Small team (5 engineers): A team using a medium-tier model (4B-16B) for 50M tokens/month spends $10/month on inference. Adding occasional fine-tuning (one LoRA SFT job at $0.50-$2.00/1M training tokens) and batch processing with the 50% discount keeps monthly costs between $15 and $50.
Mid-size team (20 engineers): Heavy usage of large models (>16B) at 200M tokens/month costs $180/month. With DeepSeek V3 usage at 100M input tokens ($56) and 50M output tokens ($84), plus an on-demand H100 GPU for 40 hours/month ($240), total monthly spend reaches $500-$700.
How Fireworks AI Pricing Compares
Fireworks AI sits competitively in the serverless LLM inference market. For small models, Groq offers Llama 8B at $0.05/$0.08 per 1M input/output tokens -- roughly half the cost of Fireworks AI's $0.10/1M tier for comparable model sizes. However, Fireworks AI's model selection is broader.

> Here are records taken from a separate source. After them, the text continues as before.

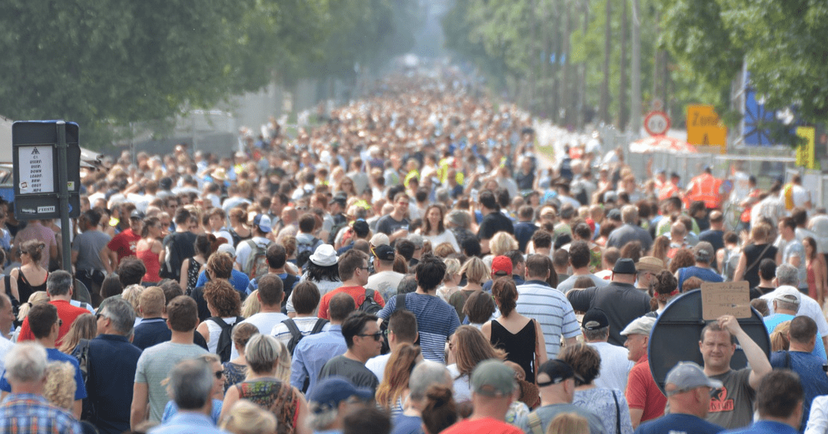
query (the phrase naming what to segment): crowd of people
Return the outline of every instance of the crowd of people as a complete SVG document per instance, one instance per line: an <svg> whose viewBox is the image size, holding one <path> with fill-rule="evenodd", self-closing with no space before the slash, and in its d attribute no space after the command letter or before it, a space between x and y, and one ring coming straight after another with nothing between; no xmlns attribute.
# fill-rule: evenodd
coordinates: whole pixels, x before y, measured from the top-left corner
<svg viewBox="0 0 828 434"><path fill-rule="evenodd" d="M828 215L796 179L702 197L709 170L637 177L467 90L106 158L67 240L0 204L2 431L828 432ZM659 316L742 281L768 340L722 316L654 378Z"/></svg>

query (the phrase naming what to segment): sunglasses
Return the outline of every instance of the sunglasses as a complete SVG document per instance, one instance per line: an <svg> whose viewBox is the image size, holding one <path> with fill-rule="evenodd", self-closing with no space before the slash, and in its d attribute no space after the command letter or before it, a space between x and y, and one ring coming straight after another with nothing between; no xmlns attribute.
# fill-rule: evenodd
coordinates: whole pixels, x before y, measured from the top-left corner
<svg viewBox="0 0 828 434"><path fill-rule="evenodd" d="M383 339L383 332L382 331L378 331L377 333L374 333L374 334L372 334L372 335L366 335L364 333L360 333L360 334L359 334L357 335L358 336L362 336L362 337L373 336L373 340L375 341L377 341L377 342L379 342L379 340Z"/></svg>

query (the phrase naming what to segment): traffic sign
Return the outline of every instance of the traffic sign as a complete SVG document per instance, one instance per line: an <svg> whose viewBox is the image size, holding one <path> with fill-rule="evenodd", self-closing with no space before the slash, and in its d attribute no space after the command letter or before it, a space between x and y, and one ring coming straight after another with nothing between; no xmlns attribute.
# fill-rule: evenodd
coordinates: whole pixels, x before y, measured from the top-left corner
<svg viewBox="0 0 828 434"><path fill-rule="evenodd" d="M670 129L670 117L664 112L653 110L644 118L644 129L651 136L662 136Z"/></svg>
<svg viewBox="0 0 828 434"><path fill-rule="evenodd" d="M687 106L687 142L702 148L717 147L720 153L725 153L727 127L712 105Z"/></svg>

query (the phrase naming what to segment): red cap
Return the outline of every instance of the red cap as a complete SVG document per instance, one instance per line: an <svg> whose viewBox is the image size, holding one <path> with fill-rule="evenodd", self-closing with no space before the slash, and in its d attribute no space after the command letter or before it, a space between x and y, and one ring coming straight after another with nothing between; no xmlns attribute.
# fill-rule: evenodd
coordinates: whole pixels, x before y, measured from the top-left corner
<svg viewBox="0 0 828 434"><path fill-rule="evenodd" d="M506 273L506 276L512 275L512 259L509 259L508 256L495 256L494 259L492 259L492 278L493 276L500 272L501 273Z"/></svg>

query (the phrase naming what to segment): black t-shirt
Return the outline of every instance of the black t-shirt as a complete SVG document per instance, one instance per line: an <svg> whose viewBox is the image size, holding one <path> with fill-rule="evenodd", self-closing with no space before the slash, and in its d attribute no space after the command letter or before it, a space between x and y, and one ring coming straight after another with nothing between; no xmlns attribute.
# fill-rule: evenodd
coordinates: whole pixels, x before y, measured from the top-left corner
<svg viewBox="0 0 828 434"><path fill-rule="evenodd" d="M161 264L161 277L181 280L181 263L195 255L195 234L189 231L175 232L164 238L166 258Z"/></svg>
<svg viewBox="0 0 828 434"><path fill-rule="evenodd" d="M500 211L494 211L487 214L483 218L483 221L480 222L480 229L477 231L477 238L479 239L492 239L492 237L500 231L513 234L515 233L514 225L512 224L511 219L503 215Z"/></svg>

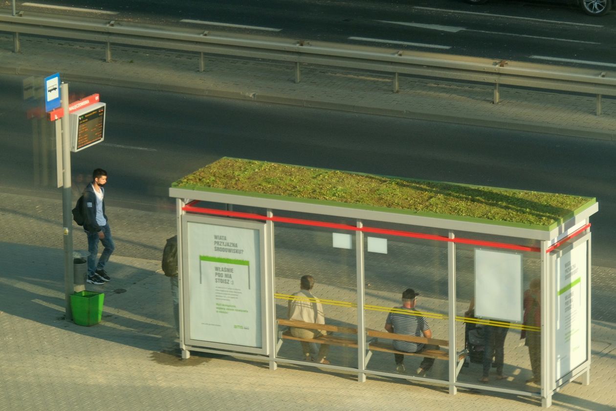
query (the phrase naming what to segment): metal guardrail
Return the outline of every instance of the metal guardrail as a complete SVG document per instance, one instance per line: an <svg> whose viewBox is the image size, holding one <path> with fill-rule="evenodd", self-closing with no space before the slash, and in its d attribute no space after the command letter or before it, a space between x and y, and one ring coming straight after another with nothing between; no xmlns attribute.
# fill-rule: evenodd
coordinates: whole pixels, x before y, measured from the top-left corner
<svg viewBox="0 0 616 411"><path fill-rule="evenodd" d="M394 92L399 88L399 74L488 83L494 85L495 104L501 84L584 93L596 96L597 115L601 96L616 96L616 73L593 69L44 13L14 16L4 9L0 9L0 31L14 33L15 52L19 33L103 43L107 62L112 44L195 52L201 71L206 54L290 62L295 63L296 83L301 79L301 65L313 64L392 73Z"/></svg>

Together AI prices range from $0.10 to $2.50 per 1M tokens depending on model size, closely matching Fireworks AI's tiered structure. Mistral's Small model costs $0.1/$0.3 per 1M input/output tokens, competitive with Fireworks AI's medium tier.
Fireworks AI's strongest value proposition is the 50% cached input discount and 50% batch inference discount, which neither Groq nor Together AI match at the same level. For workloads with high cache hit rates or tolerance for batch latency, effective per-token costs drop to $0.05/1M for small models -- matching Groq's base rate.